Cuando existe el dolor no hay mayor desgracia que no poder decirlo y no ser escuchado por nadie. El silencio del dolor, de la muerte, de la desgracia, del fracaso, de los límites, en la soledad total se hace infierno… Dios, en la resurrección del crucificado, ha roto con ese silencio, ha escuchado el grito de su pueblo, de la humanidad y ha lanzado la promesa de la esperanza frente al miedo y la soledad, ya nadie estará solo, no habrá sordera ni mudez, la Palabra del Padre por el Espíritu, entrará en los corazones para llevar una palabra de aliento y de ánimo. El resucitado estará todos los días con nosotros, con los sufrientes de la historia, pensemos y abramos nuestro oído y nuestro corazón a los que sufren hoy. Ahí se revelará el verdadero rostro de Dios, del crucifado que los resucitará, y en los que sufren nos abrazará para siempre: “Venid, vosotros benditos de mi padre porque…” Esta es la noche en que se ha quebrantado la indiferencia y han renacido los que se dejan afectar por el grito de lo humano. Seamos compasivos.

Oíd sedientos todos, acudid por agua:

Una humanidad sedienta: rotos por el ritmo de vida, por los objetivos marcados, por las superficialidades de la existencia, sentimos una sed inagotable y no encontramos la fuente de la vida. Las personas no se sienten felices, consumimos fármacos para nuestra tristeza y nuestra infelicidad. Nuestro mundo se diagnostica de enfermedad del sin-sentido, de la ansiedad agotadora. Lo tenemos todo pero no somos nada. La noche de resurrección abre la fuente del agua de la vida, Cristo quiere darnos su Espíritu, derramar sobre nosotros un agua pura que nos purificará de todo lo que nos ata y nos aprisiona, para respirar en la libertad de los que han encontrado un sentido de la vida en la generosidad y en la entrega, la que nos hace salir de la muerte de la seguridad y de la autorreferencia. De nuestro interior saltará la fuente del agua de la vida eterna, si incorporados –bautizados- a Cristo dejamos que su Espíritu guíe nuestra vida en lo diario, notaremos que donde hoy hay miedo y sequía, nacerá el vergel de la comunión y la valentía de la alegría profunda. Señor dame de tu agua.

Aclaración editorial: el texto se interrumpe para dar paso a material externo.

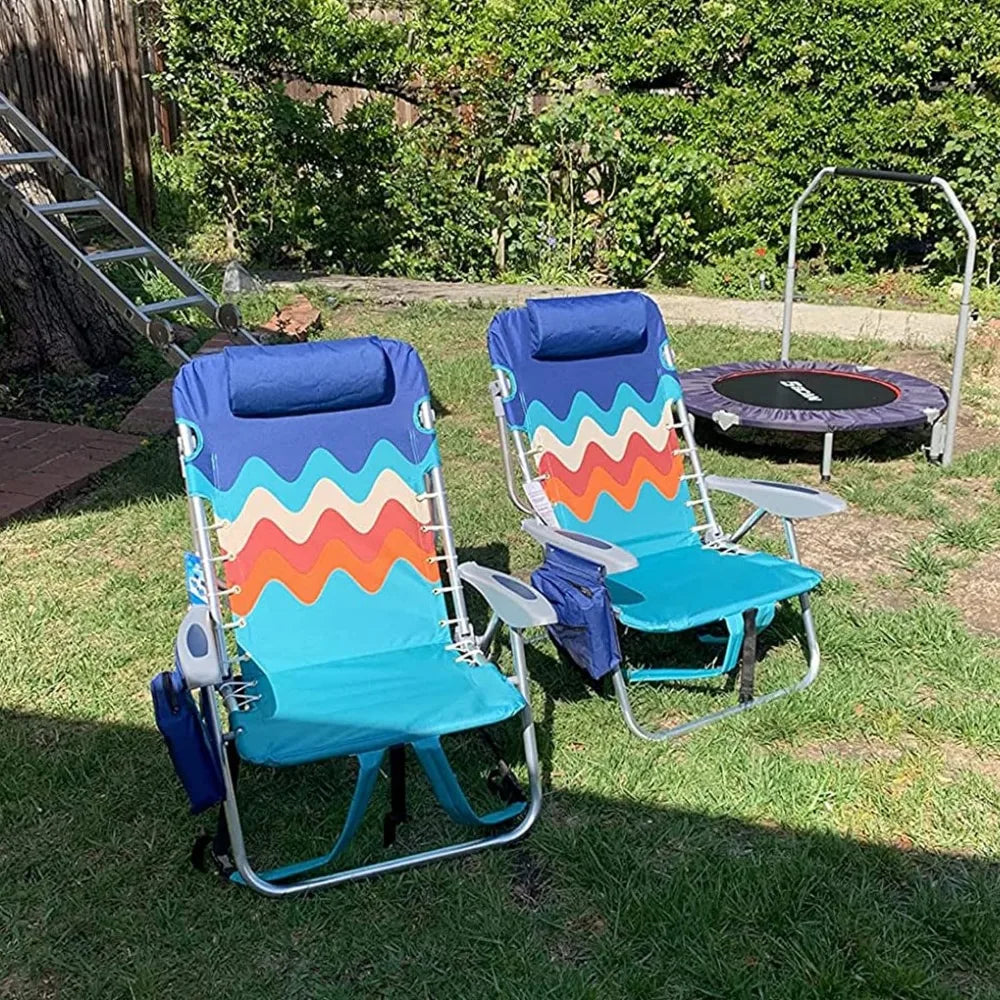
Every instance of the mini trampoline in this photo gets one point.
(815, 397)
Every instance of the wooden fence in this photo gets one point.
(80, 69)
(76, 67)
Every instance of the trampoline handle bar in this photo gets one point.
(883, 175)
(965, 307)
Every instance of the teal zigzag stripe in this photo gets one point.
(320, 465)
(344, 621)
(539, 415)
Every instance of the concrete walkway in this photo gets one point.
(918, 329)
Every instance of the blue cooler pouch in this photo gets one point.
(586, 630)
(188, 742)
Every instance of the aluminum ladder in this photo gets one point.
(150, 320)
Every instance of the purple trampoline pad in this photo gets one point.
(811, 396)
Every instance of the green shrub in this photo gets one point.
(676, 133)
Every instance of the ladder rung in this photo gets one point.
(66, 207)
(169, 305)
(127, 253)
(33, 157)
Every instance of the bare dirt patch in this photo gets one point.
(964, 497)
(983, 366)
(865, 548)
(869, 750)
(975, 592)
(956, 758)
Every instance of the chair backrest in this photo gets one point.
(315, 460)
(592, 384)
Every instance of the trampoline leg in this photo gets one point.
(827, 463)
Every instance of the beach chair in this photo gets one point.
(598, 449)
(327, 615)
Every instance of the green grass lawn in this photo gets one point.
(843, 843)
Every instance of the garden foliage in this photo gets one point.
(619, 140)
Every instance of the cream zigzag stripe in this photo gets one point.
(326, 495)
(590, 432)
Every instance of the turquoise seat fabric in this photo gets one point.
(680, 588)
(368, 703)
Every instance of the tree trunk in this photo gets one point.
(49, 317)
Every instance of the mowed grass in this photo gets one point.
(843, 843)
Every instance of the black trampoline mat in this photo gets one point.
(805, 389)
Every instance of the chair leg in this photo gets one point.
(277, 889)
(672, 732)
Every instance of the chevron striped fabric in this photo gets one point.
(321, 516)
(600, 428)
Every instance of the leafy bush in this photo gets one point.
(620, 140)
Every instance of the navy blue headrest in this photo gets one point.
(587, 326)
(307, 378)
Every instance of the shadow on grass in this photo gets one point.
(607, 897)
(789, 448)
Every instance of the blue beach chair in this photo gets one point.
(586, 392)
(329, 634)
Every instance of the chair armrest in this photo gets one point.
(512, 600)
(613, 558)
(780, 499)
(195, 653)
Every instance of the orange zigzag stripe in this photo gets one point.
(331, 524)
(602, 479)
(335, 554)
(595, 457)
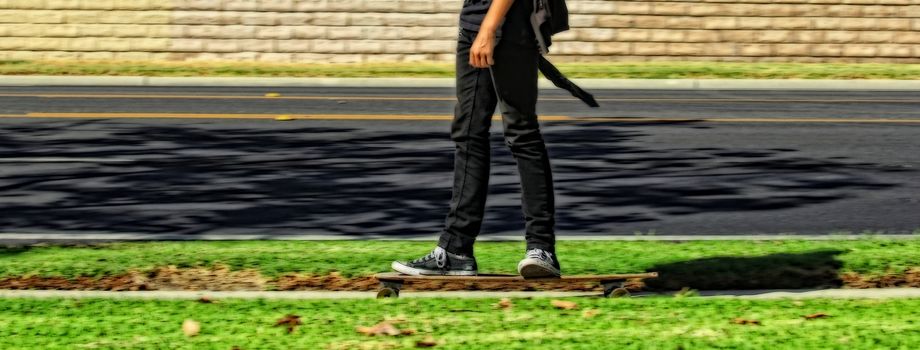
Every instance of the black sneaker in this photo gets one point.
(438, 262)
(539, 263)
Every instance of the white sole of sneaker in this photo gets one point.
(535, 268)
(403, 269)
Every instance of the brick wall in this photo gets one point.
(346, 31)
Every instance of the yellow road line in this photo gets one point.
(450, 117)
(418, 98)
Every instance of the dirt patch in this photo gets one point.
(224, 279)
(910, 278)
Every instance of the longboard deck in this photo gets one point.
(398, 277)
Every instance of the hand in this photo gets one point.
(482, 48)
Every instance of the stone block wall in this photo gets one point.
(353, 31)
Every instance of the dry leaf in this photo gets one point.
(428, 342)
(817, 315)
(565, 305)
(745, 321)
(191, 328)
(504, 304)
(290, 322)
(382, 328)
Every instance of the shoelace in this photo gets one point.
(440, 256)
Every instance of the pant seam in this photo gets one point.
(466, 152)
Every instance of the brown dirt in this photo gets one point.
(222, 278)
(910, 278)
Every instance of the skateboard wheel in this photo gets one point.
(617, 293)
(387, 293)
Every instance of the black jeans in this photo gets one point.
(515, 71)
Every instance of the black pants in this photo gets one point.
(515, 71)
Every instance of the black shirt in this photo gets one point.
(517, 20)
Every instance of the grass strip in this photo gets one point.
(621, 70)
(868, 256)
(640, 323)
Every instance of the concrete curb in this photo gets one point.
(881, 293)
(621, 84)
(63, 237)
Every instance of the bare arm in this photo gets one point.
(481, 51)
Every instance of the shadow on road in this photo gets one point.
(198, 177)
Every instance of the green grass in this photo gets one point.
(640, 323)
(628, 70)
(354, 258)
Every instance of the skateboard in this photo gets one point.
(392, 282)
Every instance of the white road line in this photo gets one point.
(63, 160)
(872, 293)
(64, 236)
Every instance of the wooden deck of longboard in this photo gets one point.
(398, 277)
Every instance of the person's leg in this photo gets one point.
(476, 102)
(515, 71)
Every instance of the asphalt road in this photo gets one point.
(77, 160)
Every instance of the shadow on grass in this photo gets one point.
(13, 250)
(817, 269)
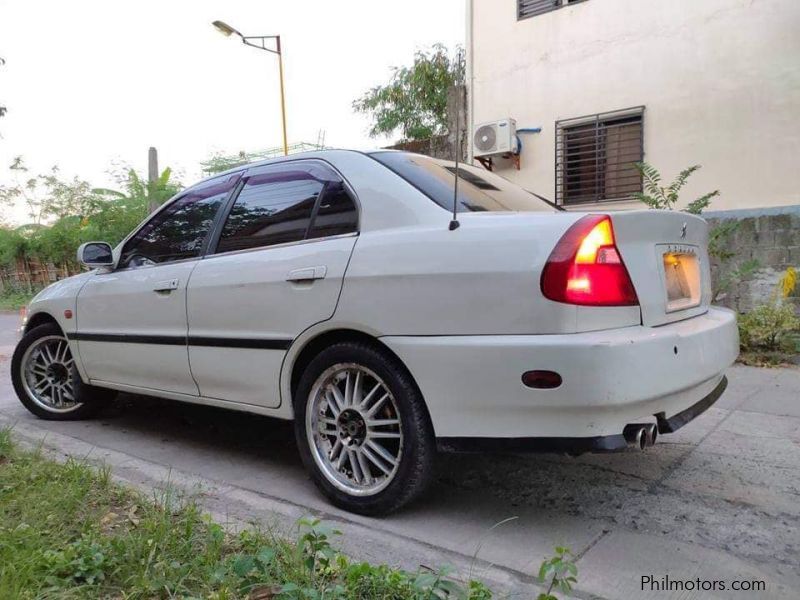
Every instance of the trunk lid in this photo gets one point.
(666, 254)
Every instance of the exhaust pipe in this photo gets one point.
(641, 435)
(635, 435)
(651, 434)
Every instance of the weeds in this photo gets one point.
(67, 531)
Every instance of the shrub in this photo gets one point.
(769, 326)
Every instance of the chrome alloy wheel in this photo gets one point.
(353, 429)
(46, 373)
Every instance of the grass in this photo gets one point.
(68, 531)
(14, 299)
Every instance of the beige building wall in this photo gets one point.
(719, 79)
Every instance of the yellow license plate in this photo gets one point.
(682, 278)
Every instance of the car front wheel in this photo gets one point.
(46, 380)
(363, 429)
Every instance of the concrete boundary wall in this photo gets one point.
(769, 235)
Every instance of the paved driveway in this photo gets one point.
(717, 501)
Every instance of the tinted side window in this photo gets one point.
(178, 231)
(337, 212)
(276, 205)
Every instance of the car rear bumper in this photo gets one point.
(576, 445)
(473, 388)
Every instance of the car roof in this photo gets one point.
(320, 154)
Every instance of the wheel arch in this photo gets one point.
(40, 318)
(315, 344)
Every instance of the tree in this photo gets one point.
(658, 196)
(66, 213)
(415, 99)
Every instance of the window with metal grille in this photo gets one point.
(596, 156)
(531, 8)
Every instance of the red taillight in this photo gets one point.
(586, 268)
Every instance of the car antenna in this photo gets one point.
(454, 224)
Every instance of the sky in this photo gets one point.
(90, 84)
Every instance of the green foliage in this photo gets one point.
(67, 531)
(769, 327)
(740, 272)
(560, 571)
(414, 101)
(656, 195)
(74, 213)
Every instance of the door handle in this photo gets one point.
(307, 274)
(166, 286)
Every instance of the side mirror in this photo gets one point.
(96, 254)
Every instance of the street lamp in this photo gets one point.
(260, 42)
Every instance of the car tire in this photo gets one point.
(79, 400)
(414, 451)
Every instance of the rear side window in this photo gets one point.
(479, 190)
(337, 212)
(179, 231)
(287, 203)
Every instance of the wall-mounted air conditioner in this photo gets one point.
(496, 137)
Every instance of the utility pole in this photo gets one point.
(152, 177)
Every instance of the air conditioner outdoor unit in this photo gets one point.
(496, 137)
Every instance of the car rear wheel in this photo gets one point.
(46, 380)
(363, 429)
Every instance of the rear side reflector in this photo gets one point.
(586, 268)
(543, 380)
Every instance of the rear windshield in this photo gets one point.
(479, 190)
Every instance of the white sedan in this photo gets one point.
(336, 289)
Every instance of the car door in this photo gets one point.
(131, 322)
(276, 269)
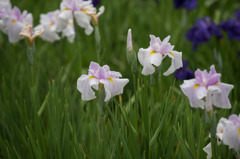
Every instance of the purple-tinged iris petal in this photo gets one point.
(207, 85)
(100, 75)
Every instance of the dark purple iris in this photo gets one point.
(232, 27)
(187, 4)
(202, 31)
(184, 73)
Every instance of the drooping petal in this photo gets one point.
(48, 35)
(176, 62)
(63, 19)
(188, 89)
(147, 60)
(200, 92)
(113, 87)
(223, 122)
(84, 84)
(83, 21)
(220, 98)
(166, 40)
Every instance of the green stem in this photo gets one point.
(98, 43)
(43, 106)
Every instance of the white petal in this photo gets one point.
(220, 98)
(200, 92)
(142, 53)
(84, 85)
(63, 19)
(187, 88)
(176, 62)
(208, 150)
(113, 87)
(156, 59)
(83, 21)
(49, 35)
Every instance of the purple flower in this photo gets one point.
(202, 31)
(184, 73)
(97, 75)
(232, 27)
(206, 90)
(187, 4)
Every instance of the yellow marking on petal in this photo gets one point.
(84, 11)
(50, 25)
(171, 54)
(221, 130)
(152, 52)
(91, 77)
(218, 84)
(110, 79)
(195, 86)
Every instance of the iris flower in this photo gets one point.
(155, 53)
(5, 7)
(28, 33)
(100, 76)
(207, 90)
(48, 22)
(231, 134)
(15, 22)
(83, 11)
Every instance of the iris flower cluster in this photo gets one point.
(12, 20)
(228, 133)
(156, 52)
(207, 90)
(100, 77)
(54, 22)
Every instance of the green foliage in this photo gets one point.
(41, 111)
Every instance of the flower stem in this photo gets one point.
(101, 95)
(98, 43)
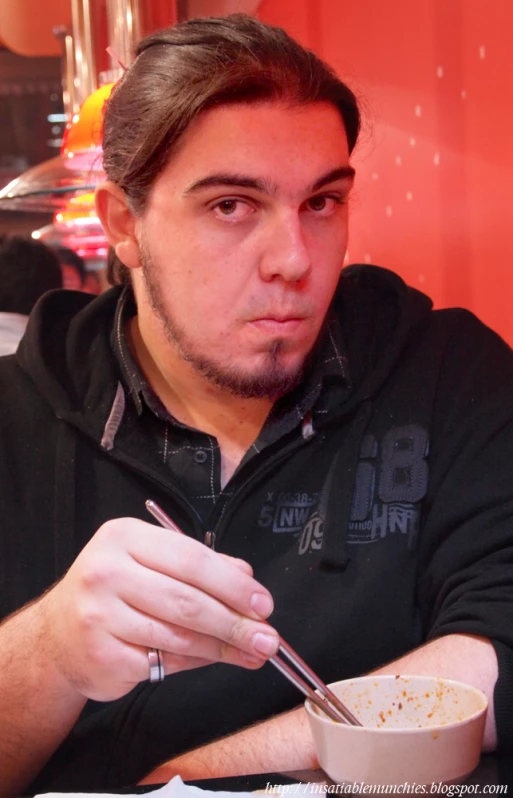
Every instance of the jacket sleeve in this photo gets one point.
(466, 556)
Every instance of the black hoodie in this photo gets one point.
(383, 520)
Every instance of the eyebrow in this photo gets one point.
(265, 186)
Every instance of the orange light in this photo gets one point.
(85, 129)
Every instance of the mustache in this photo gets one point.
(280, 310)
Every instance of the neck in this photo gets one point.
(234, 421)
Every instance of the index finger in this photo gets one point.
(187, 560)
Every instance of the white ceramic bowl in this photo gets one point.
(418, 730)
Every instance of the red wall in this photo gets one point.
(434, 193)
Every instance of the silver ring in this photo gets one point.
(156, 663)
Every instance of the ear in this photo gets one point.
(118, 222)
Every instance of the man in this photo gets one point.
(27, 270)
(331, 448)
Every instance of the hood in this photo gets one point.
(67, 352)
(378, 314)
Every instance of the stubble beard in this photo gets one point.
(272, 379)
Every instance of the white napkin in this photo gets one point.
(173, 789)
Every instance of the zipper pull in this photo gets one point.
(210, 540)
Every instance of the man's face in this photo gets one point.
(242, 242)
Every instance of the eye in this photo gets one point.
(323, 204)
(232, 210)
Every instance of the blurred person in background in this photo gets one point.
(73, 269)
(28, 269)
(75, 276)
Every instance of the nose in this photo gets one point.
(286, 253)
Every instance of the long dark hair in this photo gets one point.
(182, 71)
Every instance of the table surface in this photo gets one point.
(491, 771)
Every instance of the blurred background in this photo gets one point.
(434, 190)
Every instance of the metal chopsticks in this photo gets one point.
(324, 699)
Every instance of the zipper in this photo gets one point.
(209, 540)
(150, 474)
(239, 494)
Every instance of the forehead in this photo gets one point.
(288, 146)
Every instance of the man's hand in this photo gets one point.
(136, 586)
(284, 743)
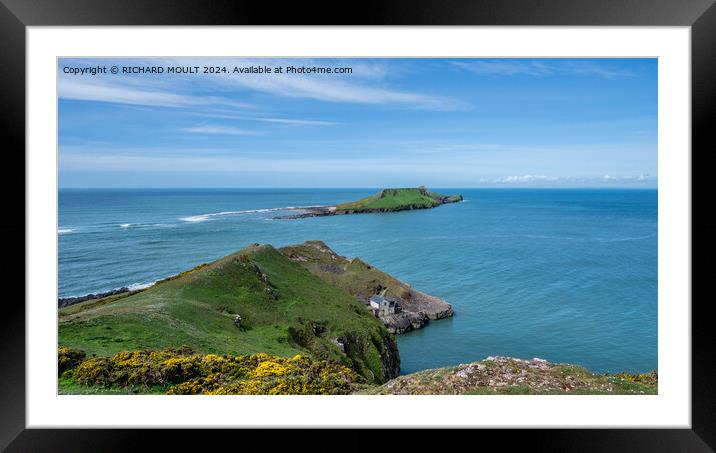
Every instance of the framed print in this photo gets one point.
(482, 220)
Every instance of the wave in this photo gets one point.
(205, 217)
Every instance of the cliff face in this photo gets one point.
(362, 281)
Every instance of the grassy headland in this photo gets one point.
(285, 310)
(363, 281)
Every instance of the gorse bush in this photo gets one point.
(183, 372)
(68, 358)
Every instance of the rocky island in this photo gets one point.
(387, 200)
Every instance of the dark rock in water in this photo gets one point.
(67, 301)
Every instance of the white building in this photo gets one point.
(383, 305)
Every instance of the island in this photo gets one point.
(387, 200)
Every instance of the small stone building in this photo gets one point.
(383, 305)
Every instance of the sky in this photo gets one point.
(388, 123)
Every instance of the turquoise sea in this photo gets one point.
(565, 275)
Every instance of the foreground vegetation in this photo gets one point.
(285, 310)
(183, 372)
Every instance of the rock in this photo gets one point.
(318, 329)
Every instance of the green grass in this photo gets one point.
(354, 276)
(197, 308)
(397, 199)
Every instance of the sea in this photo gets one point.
(566, 275)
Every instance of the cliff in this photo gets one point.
(284, 310)
(362, 281)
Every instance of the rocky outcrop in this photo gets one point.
(507, 375)
(362, 281)
(387, 200)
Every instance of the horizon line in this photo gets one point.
(363, 187)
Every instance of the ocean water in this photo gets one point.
(565, 275)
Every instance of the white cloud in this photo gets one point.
(358, 88)
(287, 121)
(220, 130)
(511, 67)
(111, 91)
(528, 178)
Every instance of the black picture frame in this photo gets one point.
(16, 15)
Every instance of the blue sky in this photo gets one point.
(392, 122)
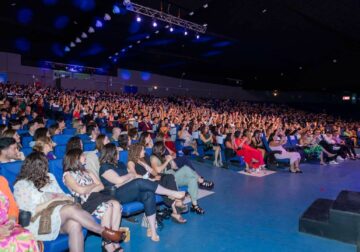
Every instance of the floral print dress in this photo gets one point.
(84, 179)
(19, 239)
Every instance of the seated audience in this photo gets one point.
(37, 191)
(9, 151)
(276, 142)
(130, 187)
(138, 164)
(184, 176)
(13, 236)
(86, 186)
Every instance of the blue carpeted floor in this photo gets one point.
(251, 214)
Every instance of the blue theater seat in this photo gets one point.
(56, 168)
(70, 131)
(89, 146)
(10, 171)
(59, 151)
(60, 244)
(26, 141)
(26, 151)
(123, 157)
(61, 139)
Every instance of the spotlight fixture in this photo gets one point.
(98, 24)
(116, 9)
(91, 30)
(107, 17)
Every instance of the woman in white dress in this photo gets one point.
(276, 142)
(35, 189)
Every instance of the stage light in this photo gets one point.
(91, 29)
(116, 9)
(107, 17)
(98, 24)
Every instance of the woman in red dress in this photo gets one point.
(253, 157)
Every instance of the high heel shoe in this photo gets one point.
(112, 235)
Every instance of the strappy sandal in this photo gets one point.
(206, 184)
(179, 220)
(197, 209)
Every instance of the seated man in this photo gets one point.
(115, 135)
(92, 131)
(8, 150)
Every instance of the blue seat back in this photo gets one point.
(148, 151)
(26, 151)
(123, 157)
(70, 131)
(293, 140)
(61, 139)
(10, 171)
(26, 140)
(59, 151)
(56, 168)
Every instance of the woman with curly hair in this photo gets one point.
(139, 165)
(37, 191)
(130, 187)
(86, 186)
(12, 236)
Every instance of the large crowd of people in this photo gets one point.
(117, 122)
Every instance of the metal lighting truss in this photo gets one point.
(159, 15)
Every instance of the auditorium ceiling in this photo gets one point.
(257, 44)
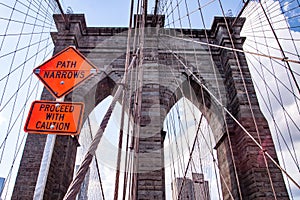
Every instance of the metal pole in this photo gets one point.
(45, 165)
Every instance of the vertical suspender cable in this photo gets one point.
(74, 187)
(123, 104)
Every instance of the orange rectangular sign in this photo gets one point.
(52, 117)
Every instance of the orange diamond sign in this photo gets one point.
(65, 71)
(52, 117)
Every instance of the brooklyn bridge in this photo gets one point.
(161, 99)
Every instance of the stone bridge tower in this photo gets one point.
(163, 72)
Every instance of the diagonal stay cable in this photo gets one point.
(236, 121)
(76, 183)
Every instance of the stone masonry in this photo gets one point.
(167, 77)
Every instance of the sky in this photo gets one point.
(115, 13)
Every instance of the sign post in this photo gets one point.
(60, 75)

Id a Galilea, allí lo veréis y comeréis con El:

El pan sin comunidad se hace duro como la piedra, no hay quien lo coma, solo sirve para tirarlo, es el pan que se come pero no da la vida, sino la muerte, como el que comieron nuestros padres en el desierto. El mundo muere de hambre no por falta de pan, sino por no saber partirlo en comunidad. El resucitado es el crucificado que ha partido el pan en la mesa para hacer una comunidad que llega hasta la vida eterna. En esa mesa, junto a los apóstoles, estamos sentados nosotros y nos alimenta, ya resucitado, para que sepamos construir una mesa redonda como el mundo, un lenguaje nuevo, una esperanza universal. Esta es la noche en la que el Pan se ha hecho de vida eterna y el que lo coma no tendrá hambre jamás y será alimento para todos sus hermanos en la entrega comprometida por la fraternidad verdadera. En este pan que comulgamos está Cristo Resucitado, el que nos promete la vida eterna y nos envía a la misión de llevar la alegría –Aleluya- a todos los hombres de la tierra, que desea que la buena noticia –Evangelio- se anuncie a todos los pobres.

Aleluya

Nuestra noche, se ha vestido de luz, la palabra nos ha llegado al corazón, nos hemos sentido renovados en el agua del Espíritu que colma nuestra sed de plenitud, y vamos a comer al Crucificado que ha resucitado y se deja ver en favor nuestro para que nadie nos pueda quitar la alegría de la resurrección, nuestro aleluya. Cristo ha resucitado y nosotros estamos alegres, muy alegres, porque tenemos la Vida. Y nos queremos esconderla ni guardarla porque es de toda la humanidad, somos hermanos. Vayamos a Galilea y lo veremos, allí nos espera.